Where I currently reside, the New York Times is blocked. Bloomberg is blocked. Google is blocked. The BBC is blocked. Sites where people can originate, share and repost data are blocked. These examples provide content far from “red light district” in character, and are targeted because they are part of a free, uncensored press, with social and political content.

Where I currently reside, and in the repressive countries I visit, it is politics and finanical news relating to national leaders which is targeted by censors, not porn or gaming. There’s an abundance of porn, but a scarcity on why millions and millions of people are afraid to breathe the air where they live. There’s no shortage of sites to help people spend money or waste time, but nothing about protecting their rights to privacy, free expression, religion or right to a fair trial in court. Want to post or read others’ comnents about corrupt officials? No!

Please learn the facts about censorship.

Trung Doan January 14, 2017 1:25 AM

Pity the paper is behind a paywall. I was hoping to see whether Vietnam’s authoritarian regime is included.

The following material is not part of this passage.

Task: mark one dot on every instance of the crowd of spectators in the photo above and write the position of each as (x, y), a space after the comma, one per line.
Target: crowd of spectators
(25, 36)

Nonna Mouse January 14, 2017 7:12 AM

Facebook AGAIN!

Back-doored: Whatsapp!

They say that’s the way it’s supposed to be!

From the Guardian:

“The security loophole was discovered by Tobias Boelter, a cryptography and security researcher at the University of California, Berkeley. He told the Guardian:

“If WhatsApp is asked by a government agency to disclose its messaging records, it can effectively grant access due to the change in keys.”

I smell NSA besides the stink of FACEBOOK.

This follows a pattern of big American corporations buying out businesses with good encryption apps and then back-dooring them up the kazoo. To wit: Skype by MS, which was immediately back-doored, and now runs the MS servers thus making it wide open.

Now Whatsapp.

This isn’t right.

Jen Gold Stockholm January 15, 2017 12:58 AM

@ Myinfo

“the meet-up apps like Grindr and Tindr,”

and they can’t even spell. behemoths!

albert January 15, 2017 1:13 PM

@Jen Gold Stockholm,
tumblr, zoosk, etc. The Internet pretty much grew up with stupid names, spelling notwithstanding.
. .. . .. — ….

Joe Stalin January 15, 2017 10:54 PM

Filtering:
–Like corporate internet access filtering so pay to play large corporations get “fast” internet access and the rest of the web sites get next to none?
–Like corporate media propaganda channel filtering so we know when to do our Afghan, Iraq, Libya etc wars?
–Like Facebook,Twitter filtering where you get ghost banned for “fake” news that is not following the corporate propaganda line?

Take A Guess January 19, 2017 11:50 PM

While the widespread discouragement with FUD and whatnot of home (and mobile phone) server usage is not technically ‘filtering’ I believe it should be considered in the scope of the problem. Authoritarians can have a decisive influence on the internet by directing the architecture to one with snowden/prism-friendly chokepoints of failure/surveillance. I’m pretty sure it’s a clear enough situation to enough technical professionals. This is how the establishment has chosen to try to maintain dominion over less-than-fully-free-speech on the internet.